Figure 5 shows the 3 different clusters of development and sustainability categories and the corresponding variables. There are also the vertical and horizontal dimensions of the multiple comparison analysis used to analyze the conceptual structure map above. The interpretation of category points is guided by the centroid principle whereby the category coordinates are the weighted average of coordinates clustering around that category. Thus, the interpretation takes its bearing from the central topic (development and sustainability) which is the category and located at the zero coordinate while the variables are clustered around the categories.
For the horizontal category, the left side has no sustainability and development while the right side has sustainability and development. For the vertical dimension, the upper side has strong sustainability and development while the lower side has week sustainability and development. The father the variables are clustered away from the category the more they are decimated from the categories while the closer the variables are clustered away from the categories the less the discrimination and the more the association of the variables with the categories.
In Fig 5, the sustainability and development categories are clustered in three different locations with associated variables depicting the strength and weakness of associations as well as the magnitude or severity of the category being studied. The green cluster depicts strong sustainability and development that is well discriminated by its associated variables (system, risk, performance, decision making, and design. The second blue cluster depicts very strong and better sustainability and development that is very well discriminated by its associated variables (business strategy, financial performance, social and cooperate responsibilities and attitudes)
Figure 6 is a dendrogram that shows the hierarchical relationship between clades (category) and variables (leaves}. It is most commonly created as an output from hierarchical clustering with its main use being to find the best way to allocate variables to clusters.

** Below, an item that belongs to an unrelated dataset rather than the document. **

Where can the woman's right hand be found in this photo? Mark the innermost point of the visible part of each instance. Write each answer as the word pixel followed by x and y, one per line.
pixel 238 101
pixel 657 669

The clades of the clusters or the category are arranged according to how similar (or dissimilar) they are to each other and other clusters. Clades that are close to the same height are similar to each other; clades with different heights have some kind of dissimilarity — the greater the height difference, the more dissimilarity (measure using Pearson’s Correlation Coefficient). Social responsibility, cooperate social responsibility, and financial performance different from each other because the length of the branches is different in Hight. Perspective and china, behavior and future, developing countries and management, model and energy, innovation and city, policy and environment, framework and evolution, and more are similar to each other because their branch height is of similar length. All these are variables that cluster around the sustainability and development categories.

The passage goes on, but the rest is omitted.